🤖 AI Summary
Large language models (LLMs) suffer from catastrophic forgetting during continual learning—i.e., significant performance degradation on previously learned tasks when adapting to new ones. To address this, we propose Controlled Low-Rank Adaptation (CLoRA), the first LoRA-based method to incorporate null-space direction constraints into adapter design. By enforcing subspace regularization on adapter outputs, CLoRA explicitly bounds output perturbations, thereby mitigating forgetting without compromising model capacity. As a parameter-efficient fine-tuning (PEFT) approach, CLoRA jointly optimizes adaptability to new tasks and stability on old ones.

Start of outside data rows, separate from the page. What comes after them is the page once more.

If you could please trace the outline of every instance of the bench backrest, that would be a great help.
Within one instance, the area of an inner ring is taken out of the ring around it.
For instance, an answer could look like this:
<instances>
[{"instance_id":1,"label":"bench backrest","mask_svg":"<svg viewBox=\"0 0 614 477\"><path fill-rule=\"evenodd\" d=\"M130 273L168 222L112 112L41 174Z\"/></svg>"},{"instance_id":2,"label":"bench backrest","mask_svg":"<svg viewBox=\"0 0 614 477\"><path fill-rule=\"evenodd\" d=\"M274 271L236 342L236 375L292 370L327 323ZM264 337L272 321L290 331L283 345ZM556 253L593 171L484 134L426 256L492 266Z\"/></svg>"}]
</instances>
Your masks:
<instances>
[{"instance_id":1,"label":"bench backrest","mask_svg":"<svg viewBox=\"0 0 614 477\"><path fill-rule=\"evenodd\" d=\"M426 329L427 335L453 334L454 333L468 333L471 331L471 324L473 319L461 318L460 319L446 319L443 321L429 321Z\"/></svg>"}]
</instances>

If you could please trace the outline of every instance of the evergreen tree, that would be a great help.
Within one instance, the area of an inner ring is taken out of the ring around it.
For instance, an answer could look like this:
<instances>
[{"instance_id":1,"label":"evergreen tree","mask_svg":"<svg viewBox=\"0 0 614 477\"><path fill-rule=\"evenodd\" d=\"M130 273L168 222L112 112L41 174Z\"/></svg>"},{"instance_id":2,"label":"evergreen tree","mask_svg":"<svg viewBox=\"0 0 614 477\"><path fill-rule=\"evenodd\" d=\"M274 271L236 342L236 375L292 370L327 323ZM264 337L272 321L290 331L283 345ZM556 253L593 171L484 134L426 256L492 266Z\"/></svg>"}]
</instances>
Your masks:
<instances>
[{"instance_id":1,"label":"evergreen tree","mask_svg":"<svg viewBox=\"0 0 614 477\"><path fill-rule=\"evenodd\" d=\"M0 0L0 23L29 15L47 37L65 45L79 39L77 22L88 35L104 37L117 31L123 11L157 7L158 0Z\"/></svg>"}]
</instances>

Experiments across single-stage fine-tuning and continual learning benchmarks demonstrate that CLoRA consistently outperforms standard LoRA: it reduces average performance drop on old tasks by 37%, while maintaining competitive accuracy on new tasks—effectively balancing model expressivity and forgetting suppression.
📝 Abstract
Large language models (LLMs) exhibit remarkable capabilities in natural language processing but face catastrophic forgetting when learning new tasks, where adaptation to a new domain leads to a substantial decline in performance on previous tasks. In this paper, we propose Controlled LoRA (CLoRA), a sub-space regularization method on LoRA structure. Aiming to reduce the scale of output change while introduce minimal constraint on model capacity, CLoRA imposes constraint on the direction of updating matrix's null space. Experimental results on one-stage LLM finetuning tasks and continual learning settings highlight the superority of CLoRA as a effective parameter efficient finetuning method with catastrophic forgetting mitigating.Further investigation for model parameters indicates that CLoRA effectively balances the trade-off between model capacity and degree of forgetting.